Senior plastic surgeon Dr Guyan Arscott gesticulates while addressing yesterday's Jamaica Observer Monday Exchange. Flanking him are colleague surgeons Dr Rajeev Venugopal (left) and Dr Pierre Leake. (Photo: Joseph Wellington)
Senior plastic surgeon Dr Guyan Arscott gesticulates while addressing yesterday’s Jamaica Observer Monday Exchange. Flanking him are colleague surgeons Dr Rajeev Venugopal (left) and Dr Pierre Leake. (Photo: Joseph Wellington)

(Jamaica Observer) One of the island’s top plastic surgeons is advocating the establishment of a specialist registry in light of a significant increase in the demand for body contour surgeries across the island.

Senior plastic surgeon at the University Hospital of the West Indies Dr Guyan Arscott also wants the Government to format legislation that would facilitate this registry, something, he said, the Jamaica Medical Council has been working on for some time now.

The issue came to the fore at yesterday’s Jamaica Observer Monday Exchangewhere Arscott told reporters that legislation to decide who can perform this procedure does not exist.

Body contour surgery, Arscott said, includes surgery on the breast, liposuction of the stomach, back, buttocks, and thighs, among other areas.

“If we try to educate the public of what is available then they have a choice, and if I tell you that we have a training programme at the university with doctors…then the patient at least has a choice [about who operates on them],” he said.

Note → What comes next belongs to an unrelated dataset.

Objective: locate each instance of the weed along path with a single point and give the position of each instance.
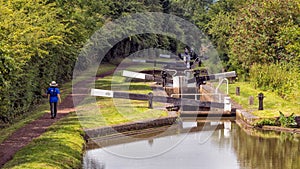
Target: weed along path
(34, 129)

“Not only can any other doctor go out there and inject whatever, but there are instances in this country where non-doctors and in fact even non-nurses fly into this country and inject all sorts of materials into buttocks all over the place,” Dr Arscott told editors and reporters at the Exchange held at the newspaper’s Beechwood Avenue headquarters in Kingston.

“We are familiar with prostheses, implants, knee joints and so on, but the wave of interest in terms of body contour surgery has sort of increased. I know in France they were using non-medical grade silicone to inject. We have had patients, when they come with these complications you can’t get it out. They’re just going to leak pus for months and years,” Dr Arscott said.

He also said these procedures are not taking place in medical facilities or medical centres but instead at homes or even hotels.

The surgeon said in the event of complications resulting from botched surgeries, if the patient fails to make a report there is nothing the medical council can do.

“The laws tell you about that. So it’s a very difficult [situation]. We have a particular dilemma, in that we know these things are happening. People come to us; we see them. I see patients come from the Dominican Republic. Jamaicans fly out to Dom Rep a lot; some get good work, some get poor work. Some come back and we try and sort it out,” said Arscott.

“It (legislation) is desperately needed. That would give members of the public, insurance carriers, other interest groups, a reference point to deal with many aspects of health care,” he continued.

He noted that the only step to countering these ill-advised procedures is through public education.

In April, the British Broadcasting Corporation ( BBC) reported that the Government in England had set its sights on launching a campaign to tackle botched cosmetic procedures.

The BBC said this follows a rise in the number of people seeking surgeries such as “Brazilian butt lifts” overseas, which, in some instances, have led to deaths.